Lately we’ve seen Sir John Sawers, the newly appointed head of MI6—more commonly known as Her Majesty’s Secret Service—humiliatingly exposed by his less-than-careful wife and her Facebook profile. But if you’re not interested in seeing an intelligence operative in his swimming trunks, you may want to delve into this slightly more action-packed profile of the quintessential cool customer. Nicholas Anderson is not likely to follow the same fate as Sawers, primarily because Nicholas Anderson is a fabricated name, and his newly published account is a fictionalized memoir. Rarely has the average Joe been able to see the life of the secret agent in such vivid candor. Non-Official Cover takes us across the globe in the shoes of the most dangerous professionals on the planet—a must read for any fan of espionage.
The Game of Opposites: A Novelby Norman Lebrecht
The ultimate story of survival.
Norman Lebrecht won the Whitbread First Novel Award for The Song of Names. Now comes a follow-up: The Game of Opposites, which documents the struggle of a Holocaust survivor as he navigates through love, regret, and the compulsion for revenge and resolution. The protagonist, who collapses in an unnamed country at the end of a World War, falls in love with his nurse and later marries her. But he’s haunted by his time at a labor camp, and when he sees his commander after several years, he has to choose between forgiveness and vengeance.
The Castaways: A Novelby Elin Hilderbrand
Get caught up in high-society scandal.
Nothing spices up summer like a mysterious death-by-sailing mishap. But if you mix in a slew of prominent young Nantucket couples, the bestselling author Elin Hilderbrand, and a shocking, unpredictable twist, you’ve got one jalapeno popper of a summer novel. Greg and Tess MacAvoy capsize their boat and perish during their luxurious anniversary sail, leaving the Kapenashes, the Drakes, and the Wheelers to investigate the mysterious circumstances that robbed them of the fourth pillar of their closely knit social scene. And there’s bound to be a little romance, too, as Hilderbrand was nominated for the 2008 Romantic Novel of the Year Award for her novel, Barefoot.
Not Now, Voyager: A Memoir by Lynne Sharon Schwartz
The acclaimed author expertly reflects on travel.

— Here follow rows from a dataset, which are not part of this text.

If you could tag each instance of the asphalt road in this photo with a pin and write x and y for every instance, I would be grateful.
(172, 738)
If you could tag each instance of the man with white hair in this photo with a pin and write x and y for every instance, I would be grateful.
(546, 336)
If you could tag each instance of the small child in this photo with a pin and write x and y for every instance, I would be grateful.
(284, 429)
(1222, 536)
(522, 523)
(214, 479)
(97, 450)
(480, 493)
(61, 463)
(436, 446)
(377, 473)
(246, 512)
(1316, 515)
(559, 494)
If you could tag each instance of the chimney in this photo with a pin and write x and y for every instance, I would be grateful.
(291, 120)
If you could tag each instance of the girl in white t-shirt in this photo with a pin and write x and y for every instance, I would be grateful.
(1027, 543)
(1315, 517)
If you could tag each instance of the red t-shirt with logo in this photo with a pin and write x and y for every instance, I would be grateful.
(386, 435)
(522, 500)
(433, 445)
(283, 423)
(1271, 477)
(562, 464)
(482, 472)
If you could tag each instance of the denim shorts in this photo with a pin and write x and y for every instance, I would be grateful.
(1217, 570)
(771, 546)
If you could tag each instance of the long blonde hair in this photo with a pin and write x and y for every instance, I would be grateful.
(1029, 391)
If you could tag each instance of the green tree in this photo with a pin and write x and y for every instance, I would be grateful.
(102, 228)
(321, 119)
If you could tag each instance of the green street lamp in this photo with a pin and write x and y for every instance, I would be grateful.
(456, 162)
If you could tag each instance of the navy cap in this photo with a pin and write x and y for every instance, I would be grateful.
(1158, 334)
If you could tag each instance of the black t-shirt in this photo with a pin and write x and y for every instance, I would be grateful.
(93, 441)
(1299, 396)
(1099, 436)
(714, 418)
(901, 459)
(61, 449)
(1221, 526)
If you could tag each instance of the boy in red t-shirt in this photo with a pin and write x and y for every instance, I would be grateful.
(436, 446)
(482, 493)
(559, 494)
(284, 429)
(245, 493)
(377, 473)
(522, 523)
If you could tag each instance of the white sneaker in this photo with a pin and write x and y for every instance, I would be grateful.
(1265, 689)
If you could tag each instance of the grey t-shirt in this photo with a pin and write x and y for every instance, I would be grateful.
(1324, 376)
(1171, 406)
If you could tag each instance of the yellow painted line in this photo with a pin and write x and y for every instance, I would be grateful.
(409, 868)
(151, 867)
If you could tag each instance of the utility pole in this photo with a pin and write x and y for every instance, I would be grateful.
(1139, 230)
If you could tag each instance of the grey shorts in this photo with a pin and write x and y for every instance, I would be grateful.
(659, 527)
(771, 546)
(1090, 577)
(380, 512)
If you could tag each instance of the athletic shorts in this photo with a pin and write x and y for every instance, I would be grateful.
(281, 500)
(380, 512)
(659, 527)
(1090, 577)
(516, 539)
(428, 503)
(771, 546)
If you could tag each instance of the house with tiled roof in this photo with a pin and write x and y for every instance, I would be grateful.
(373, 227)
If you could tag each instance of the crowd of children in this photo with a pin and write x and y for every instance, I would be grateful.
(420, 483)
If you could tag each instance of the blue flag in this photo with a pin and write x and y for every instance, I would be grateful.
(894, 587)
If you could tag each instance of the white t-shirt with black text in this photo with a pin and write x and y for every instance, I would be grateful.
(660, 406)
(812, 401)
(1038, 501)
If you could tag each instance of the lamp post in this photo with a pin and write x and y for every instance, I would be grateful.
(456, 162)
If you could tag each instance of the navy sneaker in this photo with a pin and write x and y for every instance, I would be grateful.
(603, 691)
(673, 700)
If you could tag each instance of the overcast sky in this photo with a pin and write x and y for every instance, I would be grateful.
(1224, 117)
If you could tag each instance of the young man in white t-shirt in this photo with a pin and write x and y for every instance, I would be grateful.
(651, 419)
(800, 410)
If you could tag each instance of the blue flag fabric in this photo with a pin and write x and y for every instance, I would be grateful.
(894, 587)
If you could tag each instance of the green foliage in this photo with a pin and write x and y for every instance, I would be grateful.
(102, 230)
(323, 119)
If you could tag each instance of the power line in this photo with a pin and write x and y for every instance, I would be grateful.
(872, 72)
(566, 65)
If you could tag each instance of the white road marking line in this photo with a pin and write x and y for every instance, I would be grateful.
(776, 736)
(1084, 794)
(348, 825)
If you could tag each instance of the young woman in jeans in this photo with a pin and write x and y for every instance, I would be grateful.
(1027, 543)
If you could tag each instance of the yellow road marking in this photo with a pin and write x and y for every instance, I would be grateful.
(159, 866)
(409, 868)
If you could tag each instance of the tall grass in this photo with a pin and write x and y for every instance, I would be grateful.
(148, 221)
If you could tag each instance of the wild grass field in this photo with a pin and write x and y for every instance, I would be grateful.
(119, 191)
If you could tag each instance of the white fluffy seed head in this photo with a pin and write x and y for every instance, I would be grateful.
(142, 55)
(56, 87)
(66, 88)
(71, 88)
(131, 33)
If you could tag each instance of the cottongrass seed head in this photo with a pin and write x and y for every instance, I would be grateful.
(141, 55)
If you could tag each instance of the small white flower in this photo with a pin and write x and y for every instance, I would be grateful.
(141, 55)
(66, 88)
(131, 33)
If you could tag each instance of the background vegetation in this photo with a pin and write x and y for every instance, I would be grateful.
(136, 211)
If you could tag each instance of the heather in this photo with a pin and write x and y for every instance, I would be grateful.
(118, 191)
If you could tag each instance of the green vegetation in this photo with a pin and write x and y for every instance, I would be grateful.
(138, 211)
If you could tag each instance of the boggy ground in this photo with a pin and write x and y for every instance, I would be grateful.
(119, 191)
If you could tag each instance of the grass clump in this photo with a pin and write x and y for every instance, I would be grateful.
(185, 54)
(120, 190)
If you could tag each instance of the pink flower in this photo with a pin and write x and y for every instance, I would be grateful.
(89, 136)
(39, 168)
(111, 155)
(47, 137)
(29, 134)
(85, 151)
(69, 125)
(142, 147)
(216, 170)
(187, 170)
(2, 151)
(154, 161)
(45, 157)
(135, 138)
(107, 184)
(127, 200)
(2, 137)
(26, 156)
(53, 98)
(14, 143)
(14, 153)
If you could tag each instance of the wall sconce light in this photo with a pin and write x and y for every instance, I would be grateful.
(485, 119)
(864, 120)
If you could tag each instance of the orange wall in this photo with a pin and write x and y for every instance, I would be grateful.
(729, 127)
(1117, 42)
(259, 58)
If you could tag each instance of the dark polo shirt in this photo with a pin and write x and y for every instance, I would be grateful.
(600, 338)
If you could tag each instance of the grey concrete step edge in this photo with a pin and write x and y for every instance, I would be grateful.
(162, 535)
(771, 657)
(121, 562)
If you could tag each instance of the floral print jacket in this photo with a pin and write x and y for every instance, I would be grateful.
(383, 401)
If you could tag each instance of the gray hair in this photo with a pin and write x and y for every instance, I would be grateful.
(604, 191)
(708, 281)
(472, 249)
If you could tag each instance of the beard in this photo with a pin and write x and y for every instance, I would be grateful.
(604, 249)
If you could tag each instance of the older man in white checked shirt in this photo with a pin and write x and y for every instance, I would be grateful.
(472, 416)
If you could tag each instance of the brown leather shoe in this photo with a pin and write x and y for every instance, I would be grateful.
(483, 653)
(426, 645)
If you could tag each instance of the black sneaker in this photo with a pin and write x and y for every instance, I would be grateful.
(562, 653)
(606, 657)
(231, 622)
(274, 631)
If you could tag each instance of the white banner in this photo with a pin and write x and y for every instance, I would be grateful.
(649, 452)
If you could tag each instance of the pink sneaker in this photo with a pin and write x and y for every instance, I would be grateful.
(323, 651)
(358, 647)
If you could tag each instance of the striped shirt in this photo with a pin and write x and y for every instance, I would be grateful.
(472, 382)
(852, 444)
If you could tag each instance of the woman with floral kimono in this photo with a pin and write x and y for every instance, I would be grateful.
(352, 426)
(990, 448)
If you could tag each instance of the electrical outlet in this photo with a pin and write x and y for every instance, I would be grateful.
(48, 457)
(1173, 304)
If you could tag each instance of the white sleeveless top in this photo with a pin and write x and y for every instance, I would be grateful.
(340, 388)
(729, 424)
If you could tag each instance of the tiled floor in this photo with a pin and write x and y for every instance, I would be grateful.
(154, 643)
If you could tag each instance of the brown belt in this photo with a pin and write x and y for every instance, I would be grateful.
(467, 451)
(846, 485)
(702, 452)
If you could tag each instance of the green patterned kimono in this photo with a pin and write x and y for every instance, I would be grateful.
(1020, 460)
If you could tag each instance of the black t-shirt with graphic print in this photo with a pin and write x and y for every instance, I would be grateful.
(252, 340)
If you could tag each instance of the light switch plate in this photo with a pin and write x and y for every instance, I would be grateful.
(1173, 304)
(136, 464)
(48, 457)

We can all learn from our own voyages, but it’s less common to learn from someone else’s—it takes a truly masterful storyteller. Lynne Sharon Schwartz is nothing less than that. The recipient of multiple grants, including those from the Guggenheim Foundation and the National Endowment for the Arts, Schwartz brings authority to an all-too-widespread genre: the traveler’s memoir. From her early travels to Rome to a journey to Jamaica, to a family trip to Montreal, Not Now, Voyager depicts, in addition to journey from place to place, a journey of the mind.
The Conservative Soul: How We Lost It, How to Get It Back by Andrew Sullivan
A self-help manual for the GOP.
Just as the Republican Party has fallen on hard times, along comes Andrew Sullivan’s The Conservative Soul to offer a little direction. In his 2006 book, Sullivan wrote about the rising threat of religious fundamentalism, which had come to dominate the GOP, weighing it against the threat from Muslim fundamentalism. In Conservative Soul, the blogger underscores the importance of what a conservative doesn’t know. “The defining characteristic of the conservative is that he knows what he doesn’t know,” Sullivan writes. “As humans we can merely sense the existence of a higher truth, a greater coherence than ourselves, but we cannot see it face to face.” Sullivan references everyone from Montaigne to philosopher Michael Oakeshott in a book The New York Times calls “Sullivan at his wonderful best.”